Russland vor der Wahl: Moskaus Opposition enttäuscht von geplanter Reform

Unter dem Druck der Proteste gegen die offensichtlich gefälschten Parlamentswahlen hatte Russlands Präsident Dmitri Medwedew eine Reform des Wahlrechts versprochen. Doch die nun vorgestellten Pläne gehen der Opposition längst nicht weit genug. Viel Zeit bleibt dem Staatschef nicht mehr.

In Russland soll an diesem Mittwoch erstmals eine Arbeitsgruppe aus Vertretern von Präsidialamt und außerparlamentarischer Opposition zusammentreten, um den Feinschliff von Gesetzesentwürfen für politische Reformen zu besorgen. Dabei geht es vor allem um die vereinfachte Zulassung von Parteien und die Demokratisierung der Wahlgesetzgebung. Zu entsprechenden Zusagen hatte sich Noch-Präsident Dmitri Medwedew unter dem Druck der Massenproteste nach den manipulierten Parlamentswahlen im Dezember gezwungen gesehen.

Was er jetzt dazu konkret auf den Tisch legt, bleibt bisher jedoch weit hinter den Erwartungen zurück, die er damals geweckt hatte. Dem liberalen Politiker Wladimir Ryschkow jedenfalls stand die Enttäuschung ins Gesicht geschrieben, als er am Montagabend über die Ergebnisse eines zweieinhalbstündigen Treffens berichtete, zu dem der Kremlchef ausgewählte Vertreter nicht zugelassener Parteien geladen hatte. Demzufolge sind die angedachten Korrekturen erneut vor allem Kosmetik.

Zwar sollen künftig 500 Mitglieder für die Gründung einer Partei genügen. Derzeit müssen es 45 000 sein. Ob diese auch registriert wird, soll jedoch weiter das Justizministerium entscheiden, das in den vergangenen zehn Jahren nicht einmal ein halbes Dutzend Zulassungen vergab.

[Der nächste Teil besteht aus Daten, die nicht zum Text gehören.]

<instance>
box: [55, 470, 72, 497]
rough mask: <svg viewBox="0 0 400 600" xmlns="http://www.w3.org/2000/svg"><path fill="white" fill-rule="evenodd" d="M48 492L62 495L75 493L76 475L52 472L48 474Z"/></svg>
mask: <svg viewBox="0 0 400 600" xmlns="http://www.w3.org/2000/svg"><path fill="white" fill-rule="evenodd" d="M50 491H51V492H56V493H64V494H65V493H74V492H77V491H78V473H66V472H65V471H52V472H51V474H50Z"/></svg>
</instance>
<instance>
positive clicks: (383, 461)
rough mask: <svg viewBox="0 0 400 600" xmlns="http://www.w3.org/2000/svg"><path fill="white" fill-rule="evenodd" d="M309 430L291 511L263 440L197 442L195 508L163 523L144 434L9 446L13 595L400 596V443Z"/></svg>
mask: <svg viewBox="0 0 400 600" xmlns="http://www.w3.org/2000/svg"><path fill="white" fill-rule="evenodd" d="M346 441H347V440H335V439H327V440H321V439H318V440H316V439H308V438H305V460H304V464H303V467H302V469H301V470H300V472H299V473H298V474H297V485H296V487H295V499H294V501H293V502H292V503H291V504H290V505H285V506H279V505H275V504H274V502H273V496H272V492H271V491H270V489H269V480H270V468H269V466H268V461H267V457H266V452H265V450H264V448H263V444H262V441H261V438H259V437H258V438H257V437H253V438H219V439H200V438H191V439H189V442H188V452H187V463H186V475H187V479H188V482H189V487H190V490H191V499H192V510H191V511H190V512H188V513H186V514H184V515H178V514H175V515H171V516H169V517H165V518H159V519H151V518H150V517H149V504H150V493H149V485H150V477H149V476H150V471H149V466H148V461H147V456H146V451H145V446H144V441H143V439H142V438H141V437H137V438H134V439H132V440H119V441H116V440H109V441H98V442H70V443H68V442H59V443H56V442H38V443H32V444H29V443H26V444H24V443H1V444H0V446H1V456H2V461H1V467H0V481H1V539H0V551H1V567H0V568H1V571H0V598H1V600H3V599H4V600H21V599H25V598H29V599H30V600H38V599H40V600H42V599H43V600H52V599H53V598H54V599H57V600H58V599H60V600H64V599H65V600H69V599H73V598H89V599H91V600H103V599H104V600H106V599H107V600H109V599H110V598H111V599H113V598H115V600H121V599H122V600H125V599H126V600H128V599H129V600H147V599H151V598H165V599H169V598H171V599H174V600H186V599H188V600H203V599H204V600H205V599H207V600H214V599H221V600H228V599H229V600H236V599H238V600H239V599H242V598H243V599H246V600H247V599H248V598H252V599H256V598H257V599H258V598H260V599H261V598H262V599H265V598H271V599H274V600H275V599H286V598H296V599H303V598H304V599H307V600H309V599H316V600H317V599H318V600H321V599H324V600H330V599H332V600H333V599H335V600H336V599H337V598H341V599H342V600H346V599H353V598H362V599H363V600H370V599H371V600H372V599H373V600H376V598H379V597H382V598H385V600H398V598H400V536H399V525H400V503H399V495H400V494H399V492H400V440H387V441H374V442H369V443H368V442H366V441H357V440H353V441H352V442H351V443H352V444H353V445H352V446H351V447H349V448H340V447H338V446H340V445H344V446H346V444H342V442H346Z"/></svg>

Die Massenproteste hatten daher die Abschaffung des Genehmigungsverfahrens gefordert: Jede Information über die Gründung einer Partei müsse künftig automatisch die Zulassung nach sich ziehen. Auch die Wiedereinführung der Direktwahl der Gouverneure hatten sich die Protestler pur und ohne Korrektiv des Kreml vorgestellt. Der Gesetzentwurf indes soll den Präsidenten ermächtigen, unliebsame Kandidaten von der Liste zu streichen, bevor diese dem Wähler vorgelegt wird. Auch die angekündigte Rückkehr zu Direktmandaten, über die künftig die Hälfte der 450 Duma-Abgeordneten gewählt werden sollte, wurde inzwischen modifiziert. Bewerben dürfen sich nicht etwa Unabhängige, sondern lediglich die regionalen Gliederungen zugelassener Parteien.

Die außerparlamentarische Opposition hat bereits großen Nachbesserungsbedarf angemeldet. Medwedew dagegen drängt auf Tempo. Von der liberalen Opposition immer wieder wegen seines Zauderns bei der politischen Modernisierung kritisiert, wolle er, wie Ryschkow glaubt, sein vierjähriges Gastspiel im Kreml mit einem symbolträchtigen Akt beenden: Inkraftsetzung der Reformgesetze durch seine eigenhändige Unterschrift. Er muss sich sputen. Am 7. Mai wird sein Nachfolger vereidigt.